Just before the traghetto left the little jetty, I joined Viktor on board anyway. Something in his face made me do it. All of a sudden he looked worried. As if he realised that everything was at stake here, his whole life project.
When we stepped ashore on the other side of the canal, he seemed even more uncertain. He led the way up the labyrinthine street, in the opposite direction from the Church of Santa Maria della Salute, and turned left at the first bridge, onto the Fondamenta di ca’Bala. ‘What if he’s not at home?’ Viktor muttered, stopping short. ‘Come on, let’s go back.’

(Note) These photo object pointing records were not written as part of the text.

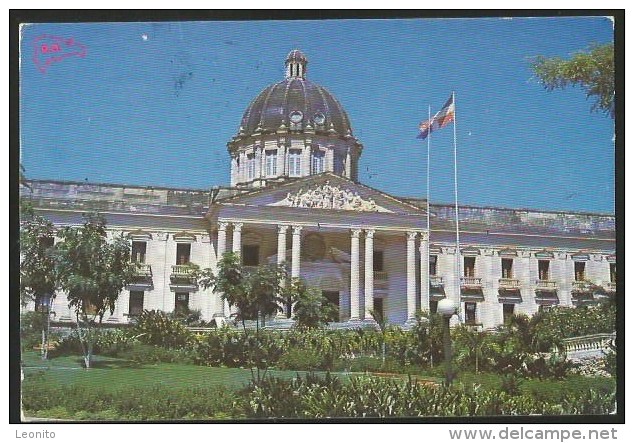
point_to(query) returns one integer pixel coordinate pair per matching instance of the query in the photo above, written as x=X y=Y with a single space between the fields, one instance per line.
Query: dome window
x=296 y=117
x=319 y=118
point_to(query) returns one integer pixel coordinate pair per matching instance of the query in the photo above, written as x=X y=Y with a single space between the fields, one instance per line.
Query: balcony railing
x=182 y=274
x=610 y=286
x=546 y=285
x=471 y=282
x=509 y=283
x=582 y=286
x=436 y=281
x=143 y=270
x=380 y=275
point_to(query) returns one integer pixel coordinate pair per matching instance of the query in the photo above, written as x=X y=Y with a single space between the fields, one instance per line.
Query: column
x=354 y=274
x=411 y=277
x=281 y=258
x=424 y=270
x=369 y=273
x=295 y=255
x=222 y=307
x=236 y=247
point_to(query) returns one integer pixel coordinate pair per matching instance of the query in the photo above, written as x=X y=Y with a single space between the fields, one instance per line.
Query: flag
x=441 y=119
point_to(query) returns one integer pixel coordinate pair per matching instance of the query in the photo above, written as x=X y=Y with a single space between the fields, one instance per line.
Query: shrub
x=299 y=359
x=157 y=328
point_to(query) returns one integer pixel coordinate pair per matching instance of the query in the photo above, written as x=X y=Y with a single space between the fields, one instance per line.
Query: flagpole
x=428 y=195
x=455 y=168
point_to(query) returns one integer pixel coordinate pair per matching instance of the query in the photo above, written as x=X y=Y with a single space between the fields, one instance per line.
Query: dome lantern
x=296 y=63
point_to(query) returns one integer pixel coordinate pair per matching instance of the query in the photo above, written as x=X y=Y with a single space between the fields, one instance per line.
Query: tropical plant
x=311 y=309
x=256 y=294
x=39 y=278
x=93 y=271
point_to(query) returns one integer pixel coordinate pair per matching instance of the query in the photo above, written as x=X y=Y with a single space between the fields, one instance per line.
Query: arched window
x=271 y=163
x=250 y=166
x=340 y=163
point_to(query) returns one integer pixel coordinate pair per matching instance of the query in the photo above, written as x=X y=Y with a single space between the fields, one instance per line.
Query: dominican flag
x=441 y=119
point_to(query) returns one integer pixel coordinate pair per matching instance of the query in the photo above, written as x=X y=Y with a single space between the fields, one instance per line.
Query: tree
x=593 y=70
x=93 y=271
x=312 y=310
x=38 y=273
x=381 y=321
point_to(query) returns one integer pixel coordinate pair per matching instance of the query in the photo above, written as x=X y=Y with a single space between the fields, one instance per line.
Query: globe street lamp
x=447 y=309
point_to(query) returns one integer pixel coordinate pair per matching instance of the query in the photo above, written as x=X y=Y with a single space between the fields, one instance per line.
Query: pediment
x=324 y=192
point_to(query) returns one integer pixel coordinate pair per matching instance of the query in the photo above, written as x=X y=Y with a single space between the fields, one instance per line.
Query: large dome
x=295 y=103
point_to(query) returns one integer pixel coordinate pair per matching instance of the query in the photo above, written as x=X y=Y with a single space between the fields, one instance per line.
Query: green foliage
x=299 y=359
x=511 y=384
x=255 y=293
x=313 y=397
x=551 y=326
x=312 y=310
x=148 y=354
x=38 y=271
x=592 y=70
x=132 y=403
x=159 y=329
x=93 y=270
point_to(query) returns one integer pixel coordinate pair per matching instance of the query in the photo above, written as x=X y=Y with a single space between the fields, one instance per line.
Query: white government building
x=295 y=198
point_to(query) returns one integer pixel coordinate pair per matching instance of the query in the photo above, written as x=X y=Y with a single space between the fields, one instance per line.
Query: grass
x=115 y=374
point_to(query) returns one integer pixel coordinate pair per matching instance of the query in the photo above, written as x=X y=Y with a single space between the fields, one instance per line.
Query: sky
x=154 y=104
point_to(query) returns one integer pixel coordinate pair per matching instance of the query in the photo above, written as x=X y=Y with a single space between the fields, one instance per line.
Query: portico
x=334 y=226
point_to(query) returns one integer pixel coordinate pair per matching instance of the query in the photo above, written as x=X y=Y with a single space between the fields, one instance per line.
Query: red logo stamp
x=48 y=49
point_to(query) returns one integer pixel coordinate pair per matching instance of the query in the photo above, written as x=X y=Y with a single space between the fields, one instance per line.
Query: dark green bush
x=299 y=359
x=157 y=328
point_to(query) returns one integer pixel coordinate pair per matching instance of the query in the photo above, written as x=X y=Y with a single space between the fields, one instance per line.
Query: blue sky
x=155 y=104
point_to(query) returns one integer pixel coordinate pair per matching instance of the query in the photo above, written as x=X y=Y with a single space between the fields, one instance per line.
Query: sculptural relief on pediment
x=327 y=196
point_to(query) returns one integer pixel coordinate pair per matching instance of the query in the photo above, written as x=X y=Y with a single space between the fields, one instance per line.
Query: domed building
x=293 y=128
x=295 y=199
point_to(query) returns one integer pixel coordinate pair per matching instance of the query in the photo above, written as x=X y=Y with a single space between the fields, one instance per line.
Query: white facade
x=295 y=198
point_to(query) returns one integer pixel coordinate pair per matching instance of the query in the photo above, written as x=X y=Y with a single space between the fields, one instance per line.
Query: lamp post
x=447 y=309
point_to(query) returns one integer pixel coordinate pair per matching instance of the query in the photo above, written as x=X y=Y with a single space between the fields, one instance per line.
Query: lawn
x=115 y=374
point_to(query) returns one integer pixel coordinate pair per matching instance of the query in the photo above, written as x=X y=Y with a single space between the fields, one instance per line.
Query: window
x=507 y=268
x=47 y=242
x=318 y=162
x=181 y=302
x=378 y=309
x=543 y=269
x=377 y=261
x=183 y=251
x=507 y=311
x=294 y=162
x=333 y=299
x=469 y=266
x=271 y=163
x=340 y=163
x=580 y=271
x=138 y=251
x=250 y=166
x=42 y=303
x=469 y=313
x=135 y=306
x=433 y=265
x=250 y=255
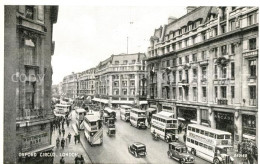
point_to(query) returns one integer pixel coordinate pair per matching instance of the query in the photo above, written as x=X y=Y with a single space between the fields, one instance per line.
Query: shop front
x=224 y=121
x=187 y=115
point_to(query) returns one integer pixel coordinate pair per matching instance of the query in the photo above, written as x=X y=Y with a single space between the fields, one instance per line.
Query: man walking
x=69 y=136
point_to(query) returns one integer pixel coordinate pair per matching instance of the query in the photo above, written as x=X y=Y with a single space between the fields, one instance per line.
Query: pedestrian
x=57 y=142
x=75 y=138
x=69 y=136
x=77 y=160
x=78 y=138
x=62 y=161
x=63 y=132
x=62 y=143
x=81 y=159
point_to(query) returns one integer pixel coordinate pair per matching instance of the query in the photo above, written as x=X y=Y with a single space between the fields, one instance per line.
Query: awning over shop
x=167 y=114
x=42 y=149
x=143 y=102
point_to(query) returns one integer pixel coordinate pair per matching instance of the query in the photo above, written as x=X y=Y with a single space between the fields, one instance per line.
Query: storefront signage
x=201 y=139
x=224 y=116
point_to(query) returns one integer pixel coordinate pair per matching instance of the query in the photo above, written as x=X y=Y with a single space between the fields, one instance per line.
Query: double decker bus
x=61 y=110
x=93 y=129
x=80 y=113
x=137 y=118
x=110 y=113
x=165 y=126
x=210 y=144
x=125 y=112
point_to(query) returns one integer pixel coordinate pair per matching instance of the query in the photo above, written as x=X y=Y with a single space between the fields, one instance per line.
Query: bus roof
x=201 y=127
x=63 y=105
x=92 y=117
x=80 y=110
x=137 y=110
x=125 y=106
x=109 y=109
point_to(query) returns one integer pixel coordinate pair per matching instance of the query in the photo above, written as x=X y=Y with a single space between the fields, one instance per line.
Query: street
x=115 y=149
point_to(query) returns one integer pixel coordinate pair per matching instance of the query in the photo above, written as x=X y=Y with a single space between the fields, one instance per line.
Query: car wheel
x=136 y=155
x=216 y=161
x=193 y=152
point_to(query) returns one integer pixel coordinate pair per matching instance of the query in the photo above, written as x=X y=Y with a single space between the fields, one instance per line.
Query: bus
x=125 y=112
x=164 y=125
x=210 y=144
x=137 y=118
x=93 y=129
x=80 y=113
x=61 y=110
x=110 y=112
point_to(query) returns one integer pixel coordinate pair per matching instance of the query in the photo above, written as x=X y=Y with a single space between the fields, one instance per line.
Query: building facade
x=203 y=68
x=87 y=83
x=70 y=86
x=121 y=79
x=28 y=80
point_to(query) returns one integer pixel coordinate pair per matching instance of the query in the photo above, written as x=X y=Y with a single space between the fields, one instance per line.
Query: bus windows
x=227 y=136
x=220 y=137
x=211 y=135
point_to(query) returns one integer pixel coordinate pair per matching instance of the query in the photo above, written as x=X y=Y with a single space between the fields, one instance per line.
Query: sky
x=86 y=35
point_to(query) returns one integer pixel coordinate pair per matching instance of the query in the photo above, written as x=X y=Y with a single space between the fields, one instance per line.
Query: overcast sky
x=86 y=35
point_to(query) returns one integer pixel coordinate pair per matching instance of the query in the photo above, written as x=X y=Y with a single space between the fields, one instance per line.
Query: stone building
x=121 y=79
x=70 y=86
x=203 y=68
x=87 y=83
x=28 y=48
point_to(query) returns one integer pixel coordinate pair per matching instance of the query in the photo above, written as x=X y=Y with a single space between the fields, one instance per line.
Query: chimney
x=190 y=8
x=171 y=19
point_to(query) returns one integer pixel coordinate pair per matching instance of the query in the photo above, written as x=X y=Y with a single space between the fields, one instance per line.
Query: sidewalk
x=71 y=150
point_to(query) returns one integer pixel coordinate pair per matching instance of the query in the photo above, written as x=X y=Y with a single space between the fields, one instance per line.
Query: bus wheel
x=193 y=152
x=216 y=161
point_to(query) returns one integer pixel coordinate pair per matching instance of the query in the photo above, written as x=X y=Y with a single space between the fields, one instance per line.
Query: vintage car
x=137 y=149
x=179 y=152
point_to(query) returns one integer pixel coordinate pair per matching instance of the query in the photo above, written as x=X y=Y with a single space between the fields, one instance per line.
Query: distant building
x=70 y=86
x=27 y=82
x=203 y=68
x=121 y=79
x=87 y=83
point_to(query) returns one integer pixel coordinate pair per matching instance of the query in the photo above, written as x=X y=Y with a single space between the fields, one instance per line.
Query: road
x=115 y=149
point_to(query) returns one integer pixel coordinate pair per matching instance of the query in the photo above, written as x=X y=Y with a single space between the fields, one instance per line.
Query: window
x=223 y=91
x=29 y=12
x=195 y=73
x=216 y=93
x=187 y=59
x=233 y=70
x=194 y=57
x=224 y=50
x=204 y=92
x=252 y=44
x=195 y=93
x=180 y=61
x=232 y=92
x=252 y=67
x=203 y=55
x=224 y=71
x=180 y=75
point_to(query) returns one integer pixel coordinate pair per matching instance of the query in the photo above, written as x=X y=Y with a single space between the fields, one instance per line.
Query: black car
x=137 y=149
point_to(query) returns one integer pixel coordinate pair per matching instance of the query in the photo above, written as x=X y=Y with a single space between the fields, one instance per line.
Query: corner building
x=121 y=79
x=203 y=68
x=27 y=83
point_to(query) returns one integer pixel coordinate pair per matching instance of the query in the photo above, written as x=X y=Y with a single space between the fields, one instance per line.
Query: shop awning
x=143 y=102
x=42 y=149
x=167 y=114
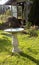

I had to take charge. ‘Of course he’ll be at home, where’s he going to go? He’s as old as the hills, for God’s sake.’
Viktor was an avid fan, to put it mildly, of that motley literary bazaar which went by the title of The Cantos : a fragmented poetic work touching upon just about everything between heaven and earth. At the flat in Seilduksgata in Oslo, Viktor kept having to build more shelves to hold the books which were supposed to help him pursue more of the strands in Ezra Pound’s vast tapestry of words. The Cantos were for Viktor what Provence was for Karen Mohr: an experience which craved a lifetime. Viktor wanted to achieve a thorough understanding of Pound’s work, but he understood very little of it. Then he had the idea of going to Venice. He was devoutly convinced that all would be revealed if only he could meet the poet himself. ‘Devoutly’ being the right word here. Viktor had the same motive for seeking out Pound as some people have for wishing to meet God. It was much like having the chance to ask about the meaning of life.
In spite of all this, or perhaps precisely because of it, Viktor walked more and more slowly along the side of the narrow canal. The street scene was what any holiday brochure would describe as ‘picturesque’, with just the right number of cats, flower boxes on the walls, little bridges and elegant motor-boats with hulls of gleaming varnished mahogany. Suddenly Viktor turned left again, looking both quite certain and utterly lost, as if he were wavering between a sense of having been here before and of finding himself on some distant, watery planet. We were standing in the calle Querini, a narrow, paved cul-de-sac, outside a deep-pink or terracotta-coloured house. Viktor goggled at the lion’s head knocker on the dark-green door. His courage failed him. I basically had to half-carry him back to the canal. Viktor pulled a bottle of aquavit out of his satchel: ‘Maybe we should just drink it ourselves.’